「小さいおうち」中島京子著を読んで。

小さいおうち表紙 映画鑑賞

映画を観て、原作を読んでみました。

読後、これは板倉の物語だと思いました。

そして2日後、時子の物語に変わりました。

登場人物

平井時子———-奥様

平井家の旦那様—————-玩具会社の常務取締役

平井恭一———時子と前夫との子ども

板倉正治———–平井の会社の新入社員、美大卒、戦後漫画家 イタクラショージ

布宮タキ-——–尋常小学校卒業後、女中奉公で東京に出る

松岡睦子———–時子の女学校からの友人 

小中先生———タキの最初の奉公先・小説家

麻布の奥様——時子の姉

正人—————麻布の奥様の子ども

あらすじ

今はない家と人々の忘れがたい日々の物語。

昭和初期東京、戦争の影が濃くなる中での家庭の風景や人々の心情、

女中回想録(心覚えの記)に秘めた思いと意外な結末が胸を衝きます。

詳しいあらすじに感想を織り交ぜて

赤色マーカー——–感想

水色マーカー——-本文をまま引用した部分です。

最初の奉公先 小中先生

タキの最後の女中奉公先となったのは渡辺家です。

出版社勤めのお嬢様の勧めで「タキおばあちゃんのスーパー家事ブック」を出版します。

だいぶ売れたそうです。

甥の協力で株売買をしたり、老後を楽しんでいます。

米寿を迎え、次の本の構想を練りながら、物語はまた始まっていきます。

女中奉公で東京に向かったのは尋常小学校卒業後の春ということで12,3歳です。

昭和初期は女中奉公というのは嫁入り修行的なところもあったそうです。

今ではお手伝いさんがいるお家は限られた裕福なお宅のイメージがありますよね。

嫁入り前の女の子が家事を学ぶ場所だなんて考えると

現在ではおかしな話ということになります。

が、家事見習いで他の家で腕を磨く、教えてもらえるというのもずっと親元にいるよりいいと感じる人もいたと思います。
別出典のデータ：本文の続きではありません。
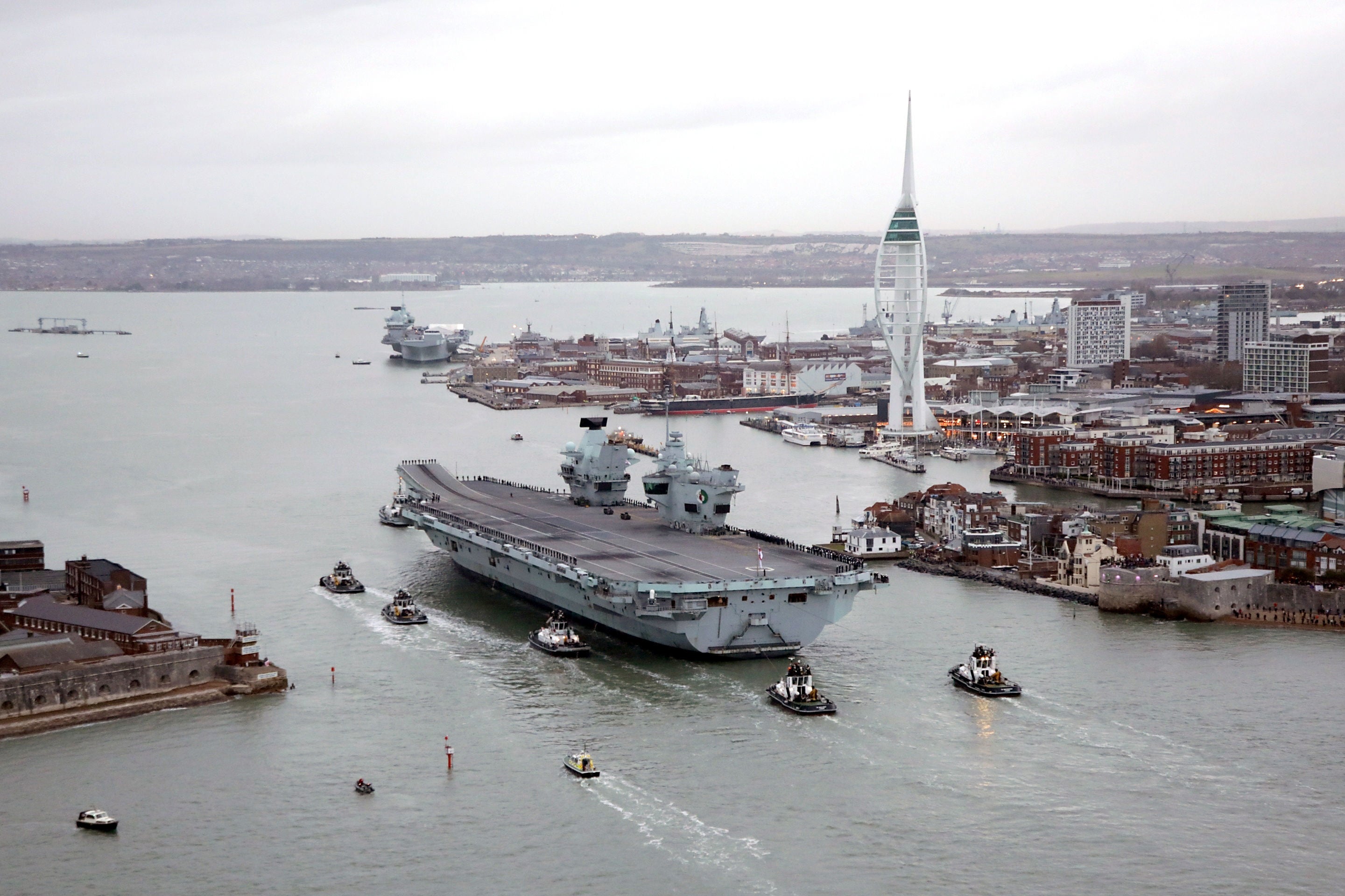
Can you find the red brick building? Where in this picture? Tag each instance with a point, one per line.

最初の奉公先は大塚にある小説家の小中先生のところです。

そこでこんなお話を繰り返し聞かされます。

「ここは掃除しなくてかまいませんよ。」

「ごみだと思ってね、うっかり原稿を焼かれてしまっては困るんだ。

昔、イギリスにそういう女中さんが居て、ご主人が友達から預かったたいへん大切な論文を、暖炉にくべて焼いてしまったそうですよ。」

「その女中さんのご主人様は学者さんで、原稿を預けた友達も学者、2人は言わば、仕事上のカタキ同士みたいなもんだったんだ。友達の学者は何十年もかかって、論文を書き上げた。一方女中さんのご主人様の方はまだ著作を出せる段階ではなかった。ご主人は友人をやっかまなかっただろうかねえ。もしこの友人の論文が、一瞬にして灰になってしまったら、どうだろう。友人はもう一度、その膨大な原稿を書き直さなければならない。あるいはその著作を世に問うことをあきらめるかもしれない。その間に自分は友人に一歩先んじることもできよう。そんな想像が、一瞬でも、ご主人の頭をよぎらなかっただろうか。」

ご主人様の立身出世を願う心から、むしろ率先して、ライバルにあたる友人の原稿を焼き、

自ら、その罪をかぶった

ということが何年もたって、タキの心にすとんと落ちてきます。

時子(奥様)との出会い 浅野家に奉公

借家の並ぶ路地から、白地に青い水玉模様のワンピースを着て飛び出してきた。

わたしは初めて、本物の都会のお嬢様を見た思いがした。

とタキは語っています。

時子に一目惚れをした瞬間です。

時子は22歳、タキは14歳。

前夫の姓は浅野で恭一という子どもがいます。

奉公したその年にご主人は事故死します。

赤い三角屋根のおうち

時子はお見合いで平井と結婚します。

口説き文句は「すぐにも家を建てます。赤い瓦屋根の洋館です。」

3年目にその家は建ちました。

時子は赤い屋根のおうちが大変気に入っています。

タキも自分の部屋が好きで好きでたまりません。

「奥様、わたし、一生、この家を守ってまいります。」

こんな健気で一生懸命なタキちゃんをかわいがらないはずはないと感じます。

平井家はいつも和やかで、ご夫婦仲もよく、ぼっちゃんも旦那様によくなついています。

2人の間にお子さんができないのは仲が良すぎるからだと噂されるくらいです。

昭和11年秋、1人の青年が家の前にイーゼルを立てて、絵を描いています。

ここは忘れてはいけない場面だと思うのです。

鎌倉の別荘 板倉との出会い

夏に社長さんの鎌倉の別荘に招待されます。

小児麻痺で足が悪い恭一ぼっちゃんをおぶるため、タキも一緒です。

そこで美術学校を卒業したばかりの板倉を紹介されます。

タキは仕事のある旦那様と家に帰りますが、

時子と恭一は2週間別荘に残ります。

この頃、

タキは旦那様が「男の人の匂いがしない」と気づきます。

タキは処女だ、

しかし女子特有の感みたいなものが働いたのかもしれないです。

2週間後、2人を迎えに行ったとき、鎌倉で偶然板倉に会います。

そこで美術学校時代、下宿が近くにあり赤い屋根のおうちを写生したことがあると聞きます。

女学校からの親友 睦子さん

睦子さんは時子の女学校時代のお友達です。

主婦の華という出版社にお勤めです。

ヘレンケラーの記事で大当たりしたそうです。

暮れの掃除とお正月の支度

暮れは障子の張替え、カーテンや椅子カヴァーのお洗濯、お勝手の床下や天井や鴨居の拭き掃除、壁掛けの清拭きをします。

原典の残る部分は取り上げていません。